Even small uncoated areas can contribute to unwanted increases in release forces as the PSA penetrates pinholes and grabs onto the liner material. Filmic substrates are easier to coat with perfect coverage than paper, so 30 micron biaxially-oriented polypropylene (BOPP) was selected as the release liner material.
The label laminate was stored for six month at 40°C under 70 g/cm² load. Release was then measured with an opening speed of 30 cm/min. at an angle of 180°. In testing the nine hot melts with these three silicone coatings, the importance of the curing conditions became evident.

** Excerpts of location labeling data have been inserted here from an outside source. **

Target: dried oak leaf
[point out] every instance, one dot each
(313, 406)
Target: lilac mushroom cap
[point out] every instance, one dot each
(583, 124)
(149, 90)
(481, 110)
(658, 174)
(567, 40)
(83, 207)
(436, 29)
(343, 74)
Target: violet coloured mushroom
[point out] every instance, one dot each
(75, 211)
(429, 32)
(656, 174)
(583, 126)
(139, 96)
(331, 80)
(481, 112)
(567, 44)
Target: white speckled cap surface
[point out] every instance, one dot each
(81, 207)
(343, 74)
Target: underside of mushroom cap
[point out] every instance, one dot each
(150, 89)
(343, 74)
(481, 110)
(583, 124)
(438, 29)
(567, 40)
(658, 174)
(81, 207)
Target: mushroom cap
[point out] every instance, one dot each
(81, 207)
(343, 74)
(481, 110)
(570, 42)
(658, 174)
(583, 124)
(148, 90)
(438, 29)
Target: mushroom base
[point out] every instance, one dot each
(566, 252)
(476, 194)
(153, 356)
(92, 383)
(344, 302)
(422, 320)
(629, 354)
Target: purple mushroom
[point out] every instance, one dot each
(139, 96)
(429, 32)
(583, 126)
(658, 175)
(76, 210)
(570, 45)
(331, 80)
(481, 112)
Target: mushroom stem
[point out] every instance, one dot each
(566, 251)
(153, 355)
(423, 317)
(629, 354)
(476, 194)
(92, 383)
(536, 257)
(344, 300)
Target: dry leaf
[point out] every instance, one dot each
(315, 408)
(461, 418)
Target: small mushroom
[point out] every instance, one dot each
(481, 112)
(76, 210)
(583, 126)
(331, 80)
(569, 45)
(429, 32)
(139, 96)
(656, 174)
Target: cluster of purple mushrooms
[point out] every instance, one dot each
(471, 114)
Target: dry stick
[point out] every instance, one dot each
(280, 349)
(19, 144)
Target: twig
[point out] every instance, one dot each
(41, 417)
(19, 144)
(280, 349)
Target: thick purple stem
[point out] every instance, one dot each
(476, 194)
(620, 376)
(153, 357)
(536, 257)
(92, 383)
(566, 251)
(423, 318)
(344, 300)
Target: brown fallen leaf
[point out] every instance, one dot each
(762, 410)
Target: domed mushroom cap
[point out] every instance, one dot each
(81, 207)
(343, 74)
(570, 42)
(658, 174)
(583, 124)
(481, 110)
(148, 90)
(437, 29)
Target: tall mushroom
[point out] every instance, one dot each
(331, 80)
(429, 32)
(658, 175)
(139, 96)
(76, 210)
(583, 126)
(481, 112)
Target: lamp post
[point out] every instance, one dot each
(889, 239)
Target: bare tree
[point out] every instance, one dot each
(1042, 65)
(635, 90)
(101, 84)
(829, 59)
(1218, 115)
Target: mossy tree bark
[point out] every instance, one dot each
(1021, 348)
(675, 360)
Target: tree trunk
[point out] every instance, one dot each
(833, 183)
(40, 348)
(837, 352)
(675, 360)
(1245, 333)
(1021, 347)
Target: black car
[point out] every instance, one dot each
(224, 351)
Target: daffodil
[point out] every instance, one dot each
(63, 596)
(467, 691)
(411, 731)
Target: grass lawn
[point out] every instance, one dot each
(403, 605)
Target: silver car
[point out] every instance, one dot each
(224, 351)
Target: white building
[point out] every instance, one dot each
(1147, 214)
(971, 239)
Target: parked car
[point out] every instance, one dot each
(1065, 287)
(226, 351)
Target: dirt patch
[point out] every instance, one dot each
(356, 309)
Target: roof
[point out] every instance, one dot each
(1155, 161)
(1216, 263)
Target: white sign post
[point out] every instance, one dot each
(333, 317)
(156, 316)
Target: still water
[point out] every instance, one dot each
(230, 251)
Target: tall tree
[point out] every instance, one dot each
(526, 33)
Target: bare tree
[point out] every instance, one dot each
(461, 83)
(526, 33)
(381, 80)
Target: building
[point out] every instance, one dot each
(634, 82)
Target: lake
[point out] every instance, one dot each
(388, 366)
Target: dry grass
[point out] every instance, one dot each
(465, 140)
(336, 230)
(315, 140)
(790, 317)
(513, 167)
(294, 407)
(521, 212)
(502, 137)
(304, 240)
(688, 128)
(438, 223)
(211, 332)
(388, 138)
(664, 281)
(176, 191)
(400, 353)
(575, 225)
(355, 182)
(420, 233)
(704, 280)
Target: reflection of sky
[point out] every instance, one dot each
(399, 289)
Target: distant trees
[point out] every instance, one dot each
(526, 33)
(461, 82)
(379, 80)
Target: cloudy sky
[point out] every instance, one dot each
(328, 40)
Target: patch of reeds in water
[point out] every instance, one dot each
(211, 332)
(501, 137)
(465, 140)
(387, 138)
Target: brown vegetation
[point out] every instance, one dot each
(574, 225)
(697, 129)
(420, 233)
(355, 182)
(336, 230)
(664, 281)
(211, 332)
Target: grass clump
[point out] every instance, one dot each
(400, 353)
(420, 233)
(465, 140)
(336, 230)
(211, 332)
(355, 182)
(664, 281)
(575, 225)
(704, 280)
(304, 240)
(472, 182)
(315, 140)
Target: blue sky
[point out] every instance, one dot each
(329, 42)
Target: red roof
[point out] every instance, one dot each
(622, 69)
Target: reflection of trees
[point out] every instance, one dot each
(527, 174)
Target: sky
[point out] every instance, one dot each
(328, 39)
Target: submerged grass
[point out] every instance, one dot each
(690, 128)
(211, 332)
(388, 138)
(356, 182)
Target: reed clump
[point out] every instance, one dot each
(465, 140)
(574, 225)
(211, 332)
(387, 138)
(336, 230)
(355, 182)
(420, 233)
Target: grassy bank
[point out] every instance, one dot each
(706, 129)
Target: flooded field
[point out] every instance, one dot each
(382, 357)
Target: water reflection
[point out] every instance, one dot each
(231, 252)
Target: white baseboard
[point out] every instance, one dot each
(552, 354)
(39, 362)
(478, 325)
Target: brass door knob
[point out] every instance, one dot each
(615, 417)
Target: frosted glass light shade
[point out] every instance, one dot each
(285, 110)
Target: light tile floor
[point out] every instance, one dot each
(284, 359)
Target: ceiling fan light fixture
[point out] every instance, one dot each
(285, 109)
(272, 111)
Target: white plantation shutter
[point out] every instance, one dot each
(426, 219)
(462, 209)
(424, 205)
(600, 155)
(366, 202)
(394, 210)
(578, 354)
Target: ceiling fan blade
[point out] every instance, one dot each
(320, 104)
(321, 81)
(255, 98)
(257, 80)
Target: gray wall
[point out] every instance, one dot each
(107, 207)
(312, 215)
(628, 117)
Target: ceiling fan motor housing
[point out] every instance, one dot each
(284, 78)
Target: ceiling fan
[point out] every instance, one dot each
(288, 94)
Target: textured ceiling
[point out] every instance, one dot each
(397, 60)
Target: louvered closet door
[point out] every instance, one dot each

Interactions at the interface
After laminating, the silicone and adhesive interface may need time to complete the wetting process. With full contact at the interface, van der Waals bonds will develop and contribute to the release force, although the development of these bonds can be delayed due to rotation and reorientation of the silicone and adhesive polymers. Also entanglement of these polymers at the interface can occur over time. After days or weeks, the orientation processes should be complete, although further increases in release may develop due to the chemical reactions that bridge the interface. Investigating the hot melts with the three curing variations points to possible causes of these interactions.
Graph 1 shows the release properties of all nine adhesives, each laminated onto a release liner cured with a high dose of UV light. Higher release forces (y-axis) indicate stronger adhesion. While different applications will demand different requirements, stability over time is what is most important. The data indicate that all the hot melt variations are compatible with RC silicones cured at high-dose UV. Orientation and rotation effects are noticeable with adhesives number 7, 8, and 9 at the beginning of the aging test, but effects stabilize after some days.
A similar performance was observed on the silicone liner cured with the low UV dose (Graph 2). Both low- and high-UV dose liners yield comparable release stability, and excess UV does not harm release performance. Of course, a minimum UV dose is needed for full cure of the silicone layer. Typically, it is recommended that line speed not exceed 200 m/min. when running only a single 120 W/cm UV lamp.
To achieve optimal performance of the release coating, cross-linking of the free-radical curing silicones requires inerting with nitrogen to reduce the oxygen level below a 50 ppm threshold. UV units used for curing these silicones are designed for a stable window of operation between 10 and 30 ppm oxygen. Above 50 ppm, an automatic control circuit would increase the nitrogen feed and eventually halt production to avoid rejects.
In one trial, residual oxygen content was pushed to a remarkable 240 ppm (Graph 3). Even at this high level, the silicones did not suffer in subsequent adhesion tests (per FINAT #11). The silicone surface on this liner contains excess oxygen by-products, formed due to poor nitrogen inerting. One-day release data show a noticeable increase in release (stronger adhesion) with adhesives 7, 8, and 9. Adhesives that contain aromatic tackifiers, based on C9 or rosin ester, show an increased release level, and worse, poor release stability. This points to a chemical reaction of these components with oxygen by-products at the silicone layer.
One takeaway is clear: it is critical to maintain the nitrogen blanket to control residual oxygen. An oxygen analyzer should be installed in every siliconizing line to monitor silicone coating quality. If there is no oxygen analyzer available, major problems might be avoided with hot melts that use non-hydrogenated tackifier resins based on C5.
Some UV units are designed to cure UV varnishes or inks under partially inerted conditions. These units may not be sufficient to properly run these silicones, although it may still be possible to produce suitable PSA labels and/or tapes by adjusting selected adhesive components. For quality adhesive laminates, a properly coated release liner cured with less than 50 ppm oxygen remains key.
These test results contribute valuable information to the development of stable PSA labels and adhesive tapes using hot melts on UV-cured silicone liners. Consistent liner coatings help ensure long-term release stability. In any case, individual tests and trials may be needed to optimize release characteristics.